Ils sont aussi une manière de nous rappeler fermement qu’une même image pose différents types de problèmes, dès lors que l’on fait porter l’accent de l’analyse sur tel ou tel aspect de cette image. Pourquoi est-on ici au-delà de la simple évidence ? Parce que ce sont des problèmes de conditions esthétiques différentes qui peuvent être soulevés et constitués par l’analyse. Des problèmes qui, par exemple, ne prennent leur sens que dans le cadre restreint de l’esthétique particulière d’un auteur. Des problèmes qui, au contraire, prennent leur sens lorsqu’on restitue les choix stylistiques d’un auteur dans le cadre plus général du langage cinématographique et de l’esthétique du cinéma. Or, dès lors que l’on s’intéresse à la relation qui s’établit entre les situations entre deux personnes et les manières de les donner à voir, deux grands niveaux problématiques paraissent pouvoir être distingués, intéressants aussi parce qu’ils semblent se situer aux antipodes dans le travail de problématisation.

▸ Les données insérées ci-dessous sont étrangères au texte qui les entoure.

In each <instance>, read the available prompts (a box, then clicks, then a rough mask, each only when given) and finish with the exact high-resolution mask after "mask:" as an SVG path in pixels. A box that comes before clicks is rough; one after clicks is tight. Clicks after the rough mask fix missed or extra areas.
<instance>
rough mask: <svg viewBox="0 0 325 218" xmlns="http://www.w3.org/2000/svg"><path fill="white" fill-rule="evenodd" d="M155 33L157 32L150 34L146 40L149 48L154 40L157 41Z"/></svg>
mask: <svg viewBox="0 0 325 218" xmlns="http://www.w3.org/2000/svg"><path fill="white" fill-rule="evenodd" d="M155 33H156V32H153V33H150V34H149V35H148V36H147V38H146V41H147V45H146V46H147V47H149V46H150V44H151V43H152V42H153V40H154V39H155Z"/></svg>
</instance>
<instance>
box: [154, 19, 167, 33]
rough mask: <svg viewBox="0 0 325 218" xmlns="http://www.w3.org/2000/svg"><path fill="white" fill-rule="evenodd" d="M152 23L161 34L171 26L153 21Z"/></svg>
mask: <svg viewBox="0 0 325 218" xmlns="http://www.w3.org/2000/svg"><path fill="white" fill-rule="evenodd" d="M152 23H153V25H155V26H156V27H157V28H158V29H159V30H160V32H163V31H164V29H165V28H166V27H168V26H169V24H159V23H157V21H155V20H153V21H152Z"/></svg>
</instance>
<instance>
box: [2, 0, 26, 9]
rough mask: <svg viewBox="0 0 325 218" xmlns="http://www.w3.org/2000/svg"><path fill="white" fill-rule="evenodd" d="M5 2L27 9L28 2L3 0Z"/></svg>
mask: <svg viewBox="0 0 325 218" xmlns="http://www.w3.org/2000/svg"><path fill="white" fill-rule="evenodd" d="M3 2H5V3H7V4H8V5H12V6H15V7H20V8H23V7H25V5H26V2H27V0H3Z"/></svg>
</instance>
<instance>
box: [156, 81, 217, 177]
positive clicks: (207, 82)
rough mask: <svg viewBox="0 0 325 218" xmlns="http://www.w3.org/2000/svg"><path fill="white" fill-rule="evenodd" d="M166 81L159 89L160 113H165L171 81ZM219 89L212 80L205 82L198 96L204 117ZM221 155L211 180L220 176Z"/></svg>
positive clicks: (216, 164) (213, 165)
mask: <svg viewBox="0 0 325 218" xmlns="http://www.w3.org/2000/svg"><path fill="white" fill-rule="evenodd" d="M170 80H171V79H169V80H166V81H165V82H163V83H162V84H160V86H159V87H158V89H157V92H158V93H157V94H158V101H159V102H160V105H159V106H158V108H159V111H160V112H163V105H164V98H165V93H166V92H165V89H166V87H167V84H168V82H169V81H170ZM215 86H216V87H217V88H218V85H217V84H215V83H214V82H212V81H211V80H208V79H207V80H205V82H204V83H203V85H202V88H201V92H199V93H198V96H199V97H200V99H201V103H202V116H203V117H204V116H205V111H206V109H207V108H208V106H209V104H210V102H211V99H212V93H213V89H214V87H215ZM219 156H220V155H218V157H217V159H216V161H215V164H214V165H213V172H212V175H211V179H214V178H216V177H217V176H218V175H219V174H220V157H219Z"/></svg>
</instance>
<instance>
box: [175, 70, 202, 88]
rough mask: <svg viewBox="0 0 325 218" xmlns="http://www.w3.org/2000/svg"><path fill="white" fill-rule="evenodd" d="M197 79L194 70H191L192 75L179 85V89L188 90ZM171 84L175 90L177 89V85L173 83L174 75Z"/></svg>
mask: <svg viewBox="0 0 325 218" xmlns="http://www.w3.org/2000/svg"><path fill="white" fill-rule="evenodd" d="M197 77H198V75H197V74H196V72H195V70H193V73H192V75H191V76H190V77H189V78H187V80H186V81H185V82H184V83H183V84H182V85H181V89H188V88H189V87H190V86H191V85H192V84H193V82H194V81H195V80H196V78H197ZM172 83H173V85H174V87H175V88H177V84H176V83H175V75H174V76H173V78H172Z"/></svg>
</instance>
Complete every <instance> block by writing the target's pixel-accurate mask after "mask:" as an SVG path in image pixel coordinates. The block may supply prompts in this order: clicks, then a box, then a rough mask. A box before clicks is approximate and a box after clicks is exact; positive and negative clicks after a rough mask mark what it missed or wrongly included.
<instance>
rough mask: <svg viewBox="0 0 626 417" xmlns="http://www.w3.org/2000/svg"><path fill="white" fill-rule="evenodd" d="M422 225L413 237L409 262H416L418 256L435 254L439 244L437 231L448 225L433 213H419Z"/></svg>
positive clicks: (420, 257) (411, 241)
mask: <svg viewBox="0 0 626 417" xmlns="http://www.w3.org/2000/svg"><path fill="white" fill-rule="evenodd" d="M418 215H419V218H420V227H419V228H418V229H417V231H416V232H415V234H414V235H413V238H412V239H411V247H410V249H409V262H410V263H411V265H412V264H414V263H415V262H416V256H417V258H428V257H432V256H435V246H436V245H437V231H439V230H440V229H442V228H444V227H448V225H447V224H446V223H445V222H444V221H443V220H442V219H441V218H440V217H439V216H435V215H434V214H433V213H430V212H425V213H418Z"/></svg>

À un premier niveau, le travail de problématisation analytique consiste à s’immerger au cœur de la relation qui s’établit entre une situation entre deux personnes et la manière dont elle est montrée. En ce sens, la problématisation peut être dite immanente, parce qu’elle n’entend s’appuyer sur rien d’autre au départ que sur la nature et la description de la relation. Bien entendu, il ne saurait s’agir de s’intéresser par le menu à toutes les séquences entre deux personnes et à la relation particulière qui chaque fois se tisse entre la situation entre deux personnes et le mode de filmage. Mais afin de donner un maximum d’écho aux problèmes rencontrés, il s’agira de s’intéresser à des enjeux cruciaux et dominants dans l’esthétique des films de la quatrième période.

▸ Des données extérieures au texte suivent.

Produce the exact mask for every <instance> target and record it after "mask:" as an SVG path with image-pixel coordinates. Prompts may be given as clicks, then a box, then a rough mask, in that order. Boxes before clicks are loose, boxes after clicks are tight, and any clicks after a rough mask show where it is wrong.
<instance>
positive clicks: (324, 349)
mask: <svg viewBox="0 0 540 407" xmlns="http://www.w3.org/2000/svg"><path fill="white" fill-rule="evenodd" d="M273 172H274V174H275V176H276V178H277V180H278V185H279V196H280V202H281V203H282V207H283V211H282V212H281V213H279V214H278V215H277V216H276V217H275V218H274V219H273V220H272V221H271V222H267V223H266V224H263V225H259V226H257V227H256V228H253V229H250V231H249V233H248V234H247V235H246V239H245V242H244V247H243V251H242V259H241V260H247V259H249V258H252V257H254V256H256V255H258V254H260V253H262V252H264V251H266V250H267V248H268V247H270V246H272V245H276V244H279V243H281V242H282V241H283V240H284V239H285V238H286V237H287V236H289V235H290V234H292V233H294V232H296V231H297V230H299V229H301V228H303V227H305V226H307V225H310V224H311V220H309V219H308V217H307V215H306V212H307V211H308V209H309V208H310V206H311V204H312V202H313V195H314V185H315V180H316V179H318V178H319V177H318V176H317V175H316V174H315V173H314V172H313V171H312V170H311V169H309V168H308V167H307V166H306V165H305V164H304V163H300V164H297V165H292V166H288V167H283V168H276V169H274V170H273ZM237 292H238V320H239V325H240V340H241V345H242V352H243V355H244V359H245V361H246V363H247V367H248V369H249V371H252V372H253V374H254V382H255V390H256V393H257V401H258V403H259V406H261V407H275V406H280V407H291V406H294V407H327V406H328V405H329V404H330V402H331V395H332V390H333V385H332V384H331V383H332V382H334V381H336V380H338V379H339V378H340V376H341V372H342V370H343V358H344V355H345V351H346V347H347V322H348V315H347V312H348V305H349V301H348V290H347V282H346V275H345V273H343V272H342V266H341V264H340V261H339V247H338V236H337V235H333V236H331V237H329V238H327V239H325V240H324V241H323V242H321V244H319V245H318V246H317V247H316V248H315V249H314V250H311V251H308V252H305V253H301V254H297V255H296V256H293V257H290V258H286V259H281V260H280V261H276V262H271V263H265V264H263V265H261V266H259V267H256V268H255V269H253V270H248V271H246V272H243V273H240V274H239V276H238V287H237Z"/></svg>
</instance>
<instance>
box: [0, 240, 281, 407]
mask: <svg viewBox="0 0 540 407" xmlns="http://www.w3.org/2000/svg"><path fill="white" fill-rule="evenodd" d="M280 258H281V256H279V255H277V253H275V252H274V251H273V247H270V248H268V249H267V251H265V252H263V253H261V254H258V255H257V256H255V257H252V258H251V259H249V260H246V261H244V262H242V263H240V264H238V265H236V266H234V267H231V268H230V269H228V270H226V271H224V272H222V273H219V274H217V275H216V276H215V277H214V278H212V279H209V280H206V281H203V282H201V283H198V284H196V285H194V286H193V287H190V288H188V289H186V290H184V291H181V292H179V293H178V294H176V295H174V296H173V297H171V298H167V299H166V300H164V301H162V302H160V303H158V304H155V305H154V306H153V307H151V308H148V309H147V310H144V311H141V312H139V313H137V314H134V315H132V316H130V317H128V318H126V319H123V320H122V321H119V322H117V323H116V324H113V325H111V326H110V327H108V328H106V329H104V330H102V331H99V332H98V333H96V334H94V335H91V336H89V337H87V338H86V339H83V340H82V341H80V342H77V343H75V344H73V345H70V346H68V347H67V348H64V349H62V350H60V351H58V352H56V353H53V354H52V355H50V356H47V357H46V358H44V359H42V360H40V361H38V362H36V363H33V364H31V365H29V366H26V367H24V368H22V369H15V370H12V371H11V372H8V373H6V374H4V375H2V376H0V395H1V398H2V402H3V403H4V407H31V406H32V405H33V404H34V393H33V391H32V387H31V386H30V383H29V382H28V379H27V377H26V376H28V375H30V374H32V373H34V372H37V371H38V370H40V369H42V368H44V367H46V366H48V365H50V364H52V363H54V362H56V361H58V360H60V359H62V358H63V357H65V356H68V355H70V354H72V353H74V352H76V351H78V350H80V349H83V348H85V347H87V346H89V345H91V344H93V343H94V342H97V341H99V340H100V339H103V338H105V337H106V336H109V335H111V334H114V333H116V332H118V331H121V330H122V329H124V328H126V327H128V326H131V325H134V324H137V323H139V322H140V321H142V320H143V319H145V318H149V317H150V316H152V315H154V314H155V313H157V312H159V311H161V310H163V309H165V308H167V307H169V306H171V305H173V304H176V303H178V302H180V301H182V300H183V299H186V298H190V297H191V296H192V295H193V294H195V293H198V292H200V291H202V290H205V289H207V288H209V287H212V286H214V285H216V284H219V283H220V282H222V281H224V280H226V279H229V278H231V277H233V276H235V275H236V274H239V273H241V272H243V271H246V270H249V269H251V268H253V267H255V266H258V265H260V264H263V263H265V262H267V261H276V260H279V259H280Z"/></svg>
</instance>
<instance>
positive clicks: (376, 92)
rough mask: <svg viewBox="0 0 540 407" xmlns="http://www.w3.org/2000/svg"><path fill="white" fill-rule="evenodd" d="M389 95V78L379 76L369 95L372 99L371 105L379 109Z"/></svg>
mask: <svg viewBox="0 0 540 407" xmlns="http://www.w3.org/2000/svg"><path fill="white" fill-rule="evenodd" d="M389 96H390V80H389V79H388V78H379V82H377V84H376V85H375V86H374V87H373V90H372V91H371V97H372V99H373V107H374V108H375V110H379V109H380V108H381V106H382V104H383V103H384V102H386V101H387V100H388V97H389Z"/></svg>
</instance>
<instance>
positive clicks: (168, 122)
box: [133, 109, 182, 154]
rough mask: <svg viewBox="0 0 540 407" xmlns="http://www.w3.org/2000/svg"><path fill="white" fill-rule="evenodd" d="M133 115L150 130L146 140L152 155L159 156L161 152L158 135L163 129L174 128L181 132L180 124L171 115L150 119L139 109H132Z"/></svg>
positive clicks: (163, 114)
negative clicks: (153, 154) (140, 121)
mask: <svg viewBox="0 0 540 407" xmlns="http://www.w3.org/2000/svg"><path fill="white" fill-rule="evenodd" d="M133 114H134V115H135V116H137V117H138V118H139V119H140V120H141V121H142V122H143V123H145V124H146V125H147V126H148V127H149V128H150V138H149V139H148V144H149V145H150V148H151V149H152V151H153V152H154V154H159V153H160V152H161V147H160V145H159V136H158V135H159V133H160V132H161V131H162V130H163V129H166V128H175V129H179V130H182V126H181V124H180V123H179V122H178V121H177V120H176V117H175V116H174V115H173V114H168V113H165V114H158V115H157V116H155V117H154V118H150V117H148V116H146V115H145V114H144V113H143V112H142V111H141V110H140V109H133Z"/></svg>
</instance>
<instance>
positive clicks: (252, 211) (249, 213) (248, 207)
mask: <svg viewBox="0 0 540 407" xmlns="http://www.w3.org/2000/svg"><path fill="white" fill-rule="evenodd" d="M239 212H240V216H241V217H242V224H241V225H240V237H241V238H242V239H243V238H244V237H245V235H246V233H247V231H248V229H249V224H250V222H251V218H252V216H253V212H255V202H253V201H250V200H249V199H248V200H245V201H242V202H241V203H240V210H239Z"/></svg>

Au second niveau, le travail de problématisation inscrit d’emblée la réflexion dans un cadre esthétique plus large. Il consiste à prendre acte de la particularité de certains choix de représentation dont peuvent faire preuve les films de la quatrième période lorsqu’il s’agit de donner à voir une situation entre deux personnes aussi banale qu’une conversation. Mais il consiste simultanément à constater que ces choix de représentation paraissent venir s’inscrire en concurrence d’une figure reine du langage cinématographique – le champ-contrechamp – pour montrer alors tout ce que ces choix de représentation peuvent avoir de singulier sur le plan représentationnel. La signification naît d’abord ici de la confrontation. De la sorte, on peut dire que la problématisation est ici transcendante, parce qu’elle inscrit la réflexion dans un cadre qui excède pour bonne part les scènes analysées.

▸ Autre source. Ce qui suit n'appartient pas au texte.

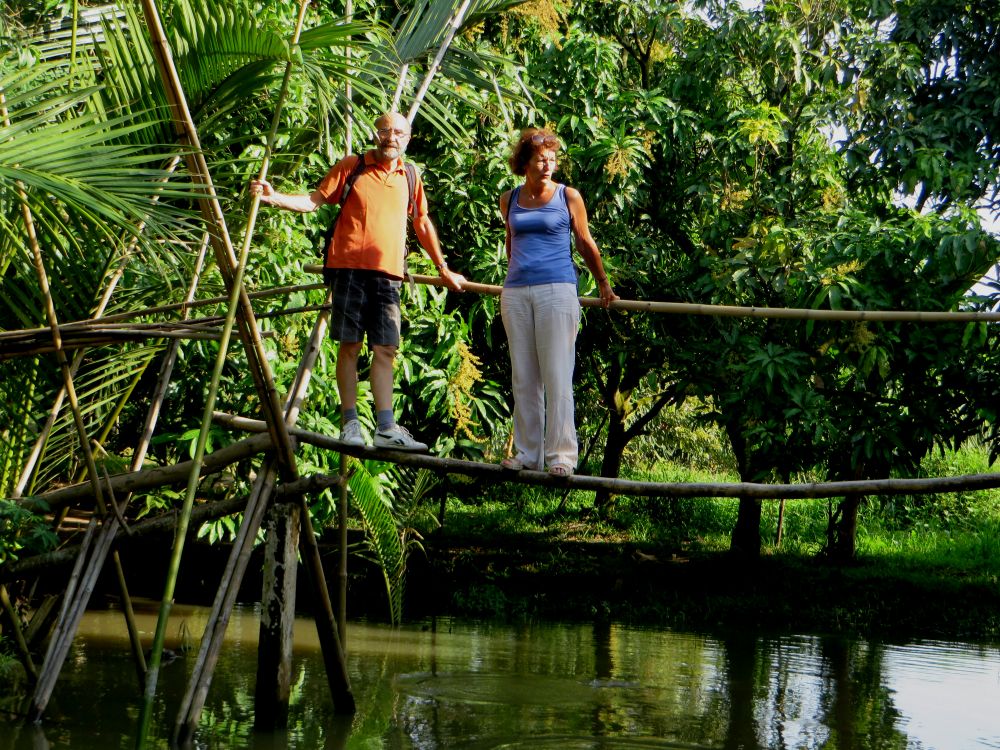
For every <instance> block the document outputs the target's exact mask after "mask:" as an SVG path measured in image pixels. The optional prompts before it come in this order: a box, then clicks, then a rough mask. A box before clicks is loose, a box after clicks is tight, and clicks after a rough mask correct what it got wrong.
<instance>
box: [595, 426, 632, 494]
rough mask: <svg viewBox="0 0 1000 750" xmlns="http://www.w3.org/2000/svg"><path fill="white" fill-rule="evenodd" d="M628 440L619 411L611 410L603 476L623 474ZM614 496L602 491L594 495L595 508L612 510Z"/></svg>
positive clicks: (604, 448) (603, 462)
mask: <svg viewBox="0 0 1000 750" xmlns="http://www.w3.org/2000/svg"><path fill="white" fill-rule="evenodd" d="M627 444H628V439H627V438H626V436H625V422H624V421H623V419H622V415H621V413H620V412H619V411H618V410H609V418H608V441H607V443H606V445H605V446H604V458H603V459H602V460H601V476H602V477H611V478H615V477H617V476H618V474H619V472H621V468H622V459H623V458H624V456H625V446H626V445H627ZM613 501H614V495H613V494H611V490H607V489H600V490H598V491H597V493H596V494H595V495H594V508H596V509H597V510H598V511H600V512H601V513H605V512H607V511H608V510H610V509H611V506H612V503H613Z"/></svg>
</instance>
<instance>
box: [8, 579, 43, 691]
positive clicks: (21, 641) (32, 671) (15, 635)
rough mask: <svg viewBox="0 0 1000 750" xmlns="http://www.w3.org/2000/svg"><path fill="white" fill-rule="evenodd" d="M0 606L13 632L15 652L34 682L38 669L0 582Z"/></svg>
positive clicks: (14, 612) (28, 674)
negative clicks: (19, 657) (9, 620)
mask: <svg viewBox="0 0 1000 750" xmlns="http://www.w3.org/2000/svg"><path fill="white" fill-rule="evenodd" d="M0 606H2V607H3V611H4V612H6V613H7V619H9V620H10V627H11V630H12V631H13V632H14V645H16V646H17V653H18V654H20V656H21V663H22V664H23V665H24V670H25V671H26V672H27V673H28V676H29V677H31V680H32V682H36V681H37V680H38V669H37V668H36V667H35V662H34V661H33V660H32V658H31V649H29V648H28V644H27V642H26V641H25V640H24V632H23V631H22V630H21V621H20V620H19V619H18V616H17V610H16V609H14V603H13V602H11V600H10V595H9V594H8V593H7V587H6V586H4V585H3V584H2V583H0Z"/></svg>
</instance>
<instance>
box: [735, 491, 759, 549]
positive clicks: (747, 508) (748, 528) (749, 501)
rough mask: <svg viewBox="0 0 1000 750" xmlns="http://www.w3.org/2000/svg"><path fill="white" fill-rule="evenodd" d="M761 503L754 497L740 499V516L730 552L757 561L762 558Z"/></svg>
mask: <svg viewBox="0 0 1000 750" xmlns="http://www.w3.org/2000/svg"><path fill="white" fill-rule="evenodd" d="M760 512H761V501H760V500H757V499H755V498H752V497H741V498H740V510H739V515H737V517H736V526H734V527H733V536H732V541H731V542H730V544H729V551H730V552H731V553H733V554H734V555H736V556H738V557H741V558H745V559H754V560H756V559H757V558H758V557H760Z"/></svg>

Ces deux grands niveaux de problématisation constituent, chacun à leur tour, la matière des lignes qui suivent. Mais l’horizon d’un travail de problématisation à partir des solutions filmiques qui se présentent à l’analyse est nécessairement celui du sens – fût-il suspendu selon la fameuse formule de Roland Barthes 361 . Il s’agit pourtant moins pour l’analyste de rendre compte du sens que de s’engager dans la voie du sens, en se demandant « comment » une image « s’y prend […] pour délivrer son sens. » 362 L’exigence de l’analyse, si elle est, presque fatalement, de se risquer en dernière instance sur la voie de l’herméneutique en posant la question du « pourquoi » 363 , est d’abord de prendre position sur le « comment » se fabrique et se transmet le sens. C’est la raison pour laquelle l’optique des lignes qui suivent sera beaucoup moins de dire le sens que de repérer comment se négocie le sens entre le dramatique et le filmique à travers la question du « donner à voir » quand elle s’enracine dans la monstration de situations entre deux personnes.
Roland Barthes, Le Grain de la voix, Entretiens (1962-1980), Paris, Seuil, coll. « Points essais », 1981, p. 27.
Jacques Aumont, op. cit., p. 246.
Par exemple, Laurent Jullier fragmente et distribue le travail analytique selon trois grands ordres de questions : « quoi ? », « comment ? », « pourquoi ? » Cf. Laurent Jullier, L’Analyse de séquences, op. cit., p. 8.